Like some other revolutionary regimes which do not want to be totally dependent on Soviet-bloc countries for aid, Vietnam is making overtures to the West.
Completing a mission to four West European capitals, Vietnamese Foreign Affairs Minister Nguyen Co Thach acknowledged here that he was seeking economic as well as diplomatic support. His trip included stops in Stockholm, Paris, Brussels, and Bonn before travelling on to Moscow and New Delhi.
In Europe, Mr. Thach sought to project a conciliatory position on Vietnam's involvement in Kampuchea (Cambodia), the Kampuchean refugee issue, and economic cooperation with non-Comecon countries. He blamed China for friction between his country and the other Southeast Asian countries and rejected allegations that Vietnam intends to dominate the region.
Concerning the economic aspects of his missions, he told journalists, ''We are not begging, but after 35 years of war, we need food aid.

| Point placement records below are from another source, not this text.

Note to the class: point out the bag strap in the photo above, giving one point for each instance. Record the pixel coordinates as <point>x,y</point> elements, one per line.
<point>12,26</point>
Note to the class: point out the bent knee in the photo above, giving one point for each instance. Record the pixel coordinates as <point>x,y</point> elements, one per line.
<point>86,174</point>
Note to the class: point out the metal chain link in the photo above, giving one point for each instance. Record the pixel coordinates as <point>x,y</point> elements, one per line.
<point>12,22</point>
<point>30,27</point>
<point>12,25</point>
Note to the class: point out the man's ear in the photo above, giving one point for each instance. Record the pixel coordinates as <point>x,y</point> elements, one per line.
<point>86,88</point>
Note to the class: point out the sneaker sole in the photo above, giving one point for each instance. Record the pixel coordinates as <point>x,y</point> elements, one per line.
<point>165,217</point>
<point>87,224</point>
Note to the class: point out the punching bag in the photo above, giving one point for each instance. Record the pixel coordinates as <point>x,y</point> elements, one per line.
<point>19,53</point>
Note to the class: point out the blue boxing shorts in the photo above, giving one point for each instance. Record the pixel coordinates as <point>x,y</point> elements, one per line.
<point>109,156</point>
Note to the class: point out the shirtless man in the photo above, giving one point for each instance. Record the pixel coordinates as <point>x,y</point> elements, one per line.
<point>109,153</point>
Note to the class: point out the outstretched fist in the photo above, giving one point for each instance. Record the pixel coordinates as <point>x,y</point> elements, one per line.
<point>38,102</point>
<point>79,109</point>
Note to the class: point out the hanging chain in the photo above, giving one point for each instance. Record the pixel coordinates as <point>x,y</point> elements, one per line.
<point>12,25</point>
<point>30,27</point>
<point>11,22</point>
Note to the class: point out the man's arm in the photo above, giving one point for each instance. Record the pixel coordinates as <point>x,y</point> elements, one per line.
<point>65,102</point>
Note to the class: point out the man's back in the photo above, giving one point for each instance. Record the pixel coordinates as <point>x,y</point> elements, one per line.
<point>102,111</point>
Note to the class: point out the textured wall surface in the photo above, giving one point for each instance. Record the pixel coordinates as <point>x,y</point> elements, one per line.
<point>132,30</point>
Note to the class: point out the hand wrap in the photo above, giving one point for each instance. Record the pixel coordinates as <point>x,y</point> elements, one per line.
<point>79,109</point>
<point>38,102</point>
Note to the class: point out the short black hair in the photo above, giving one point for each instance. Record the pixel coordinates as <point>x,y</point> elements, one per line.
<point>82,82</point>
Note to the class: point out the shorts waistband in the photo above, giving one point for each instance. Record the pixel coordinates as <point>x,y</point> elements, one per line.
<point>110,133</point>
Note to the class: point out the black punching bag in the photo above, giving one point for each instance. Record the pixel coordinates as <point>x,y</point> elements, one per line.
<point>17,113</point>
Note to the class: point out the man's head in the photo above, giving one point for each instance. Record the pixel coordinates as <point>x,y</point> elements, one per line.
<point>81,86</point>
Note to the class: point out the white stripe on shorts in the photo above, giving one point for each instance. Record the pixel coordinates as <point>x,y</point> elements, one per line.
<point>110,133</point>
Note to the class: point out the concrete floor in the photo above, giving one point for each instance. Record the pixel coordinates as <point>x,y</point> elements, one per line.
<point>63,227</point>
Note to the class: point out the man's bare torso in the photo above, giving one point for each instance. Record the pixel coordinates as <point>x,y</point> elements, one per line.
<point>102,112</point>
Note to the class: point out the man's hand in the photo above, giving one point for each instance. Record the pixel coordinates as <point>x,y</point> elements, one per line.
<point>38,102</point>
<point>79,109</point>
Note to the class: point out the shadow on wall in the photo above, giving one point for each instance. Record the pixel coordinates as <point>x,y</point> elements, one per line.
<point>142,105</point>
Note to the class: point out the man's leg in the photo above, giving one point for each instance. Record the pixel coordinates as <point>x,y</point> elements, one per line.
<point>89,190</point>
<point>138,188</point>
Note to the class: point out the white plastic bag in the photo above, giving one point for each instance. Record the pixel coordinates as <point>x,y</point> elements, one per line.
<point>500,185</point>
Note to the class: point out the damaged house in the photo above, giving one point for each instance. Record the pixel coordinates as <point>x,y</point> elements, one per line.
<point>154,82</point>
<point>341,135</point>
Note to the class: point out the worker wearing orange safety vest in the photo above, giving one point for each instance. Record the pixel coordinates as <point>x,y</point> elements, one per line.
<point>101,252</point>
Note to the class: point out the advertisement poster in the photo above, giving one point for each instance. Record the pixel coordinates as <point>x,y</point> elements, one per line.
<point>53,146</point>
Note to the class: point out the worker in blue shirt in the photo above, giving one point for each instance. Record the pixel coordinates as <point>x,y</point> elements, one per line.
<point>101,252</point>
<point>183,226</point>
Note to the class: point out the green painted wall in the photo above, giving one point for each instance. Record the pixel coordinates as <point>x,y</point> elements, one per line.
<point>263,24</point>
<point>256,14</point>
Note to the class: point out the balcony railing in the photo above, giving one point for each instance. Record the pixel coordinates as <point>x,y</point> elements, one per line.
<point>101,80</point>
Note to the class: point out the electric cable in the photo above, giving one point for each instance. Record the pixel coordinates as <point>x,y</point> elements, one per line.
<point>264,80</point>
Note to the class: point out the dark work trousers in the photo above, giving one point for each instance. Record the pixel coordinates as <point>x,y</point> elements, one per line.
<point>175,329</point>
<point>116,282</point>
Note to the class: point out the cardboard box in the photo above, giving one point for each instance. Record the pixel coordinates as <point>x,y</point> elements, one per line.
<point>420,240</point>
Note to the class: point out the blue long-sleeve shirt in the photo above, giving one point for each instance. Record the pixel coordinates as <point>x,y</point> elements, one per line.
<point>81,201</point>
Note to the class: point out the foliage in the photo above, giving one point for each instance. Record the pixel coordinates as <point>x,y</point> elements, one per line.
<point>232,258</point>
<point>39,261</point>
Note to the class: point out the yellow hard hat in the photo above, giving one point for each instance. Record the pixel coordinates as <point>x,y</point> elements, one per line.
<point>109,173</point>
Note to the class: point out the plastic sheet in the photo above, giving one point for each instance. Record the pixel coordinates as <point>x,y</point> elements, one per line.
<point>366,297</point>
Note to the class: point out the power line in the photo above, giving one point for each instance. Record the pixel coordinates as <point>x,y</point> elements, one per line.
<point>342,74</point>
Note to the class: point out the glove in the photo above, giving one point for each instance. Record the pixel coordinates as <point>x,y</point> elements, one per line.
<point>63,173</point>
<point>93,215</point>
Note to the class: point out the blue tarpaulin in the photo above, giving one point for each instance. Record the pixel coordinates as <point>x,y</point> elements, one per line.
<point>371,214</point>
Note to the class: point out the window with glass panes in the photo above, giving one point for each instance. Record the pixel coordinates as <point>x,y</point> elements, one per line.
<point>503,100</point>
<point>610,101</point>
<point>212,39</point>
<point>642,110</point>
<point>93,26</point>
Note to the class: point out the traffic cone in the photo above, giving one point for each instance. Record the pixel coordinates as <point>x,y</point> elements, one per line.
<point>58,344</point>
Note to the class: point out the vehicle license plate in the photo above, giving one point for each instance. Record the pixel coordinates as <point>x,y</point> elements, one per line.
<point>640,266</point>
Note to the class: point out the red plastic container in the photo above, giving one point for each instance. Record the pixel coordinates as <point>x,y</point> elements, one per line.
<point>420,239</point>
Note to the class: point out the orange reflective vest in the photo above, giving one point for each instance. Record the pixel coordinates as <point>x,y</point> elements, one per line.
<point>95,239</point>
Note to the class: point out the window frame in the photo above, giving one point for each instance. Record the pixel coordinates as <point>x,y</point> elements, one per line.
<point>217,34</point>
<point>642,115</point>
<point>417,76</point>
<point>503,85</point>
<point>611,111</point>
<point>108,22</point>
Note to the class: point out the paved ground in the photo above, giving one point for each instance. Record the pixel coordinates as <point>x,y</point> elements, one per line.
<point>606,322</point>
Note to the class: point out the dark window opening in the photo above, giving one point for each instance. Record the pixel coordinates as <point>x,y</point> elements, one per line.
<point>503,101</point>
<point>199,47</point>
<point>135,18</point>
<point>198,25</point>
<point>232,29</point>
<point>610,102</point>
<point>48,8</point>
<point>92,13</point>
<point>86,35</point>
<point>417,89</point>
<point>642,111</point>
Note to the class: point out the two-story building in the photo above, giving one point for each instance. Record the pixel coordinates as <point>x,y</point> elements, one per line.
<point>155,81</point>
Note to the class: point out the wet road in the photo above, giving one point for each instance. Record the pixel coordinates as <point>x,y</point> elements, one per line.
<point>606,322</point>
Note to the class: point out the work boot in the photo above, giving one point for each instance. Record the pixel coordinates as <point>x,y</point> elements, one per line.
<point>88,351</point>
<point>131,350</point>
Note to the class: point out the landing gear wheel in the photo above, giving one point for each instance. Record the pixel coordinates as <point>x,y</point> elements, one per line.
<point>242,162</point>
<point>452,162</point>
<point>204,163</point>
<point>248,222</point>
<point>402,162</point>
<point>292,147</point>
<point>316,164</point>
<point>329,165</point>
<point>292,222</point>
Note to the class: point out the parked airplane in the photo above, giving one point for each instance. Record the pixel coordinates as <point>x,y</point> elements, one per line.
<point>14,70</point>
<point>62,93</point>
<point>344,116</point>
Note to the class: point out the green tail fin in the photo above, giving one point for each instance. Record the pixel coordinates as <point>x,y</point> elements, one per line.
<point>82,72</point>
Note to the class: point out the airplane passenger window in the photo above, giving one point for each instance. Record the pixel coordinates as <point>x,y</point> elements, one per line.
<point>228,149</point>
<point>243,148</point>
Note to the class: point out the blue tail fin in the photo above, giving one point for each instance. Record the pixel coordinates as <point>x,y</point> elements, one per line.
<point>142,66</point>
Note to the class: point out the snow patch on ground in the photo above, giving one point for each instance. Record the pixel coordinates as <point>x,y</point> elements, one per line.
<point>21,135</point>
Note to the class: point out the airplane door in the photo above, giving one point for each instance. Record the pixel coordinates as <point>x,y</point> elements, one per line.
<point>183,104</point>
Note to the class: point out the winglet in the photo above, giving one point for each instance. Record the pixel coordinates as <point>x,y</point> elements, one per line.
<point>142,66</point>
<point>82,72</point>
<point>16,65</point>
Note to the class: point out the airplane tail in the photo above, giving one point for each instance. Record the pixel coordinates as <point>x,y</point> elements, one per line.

''We would like to industrialize,'' he added, ''but it will take lots of time. So far only the Soviet Union and other socialist countries have been willing to help while still respecting our independence. . . .
''All countries big and small . . . need long-term economic cooperation,'' he continued. ''We have mineral resources and manpower that could be used in our mutual interests if there is mutual respect.''
While there were few tangible results from his mission, Mr. Thach and his aides indicated they hoped that contacts had been established that could lead to aid and joint economic ventures.
But the foreign minister stressed that no such economic links could be forged if politics became involved. He said that US aid had been rejected because of the political strings attached to it.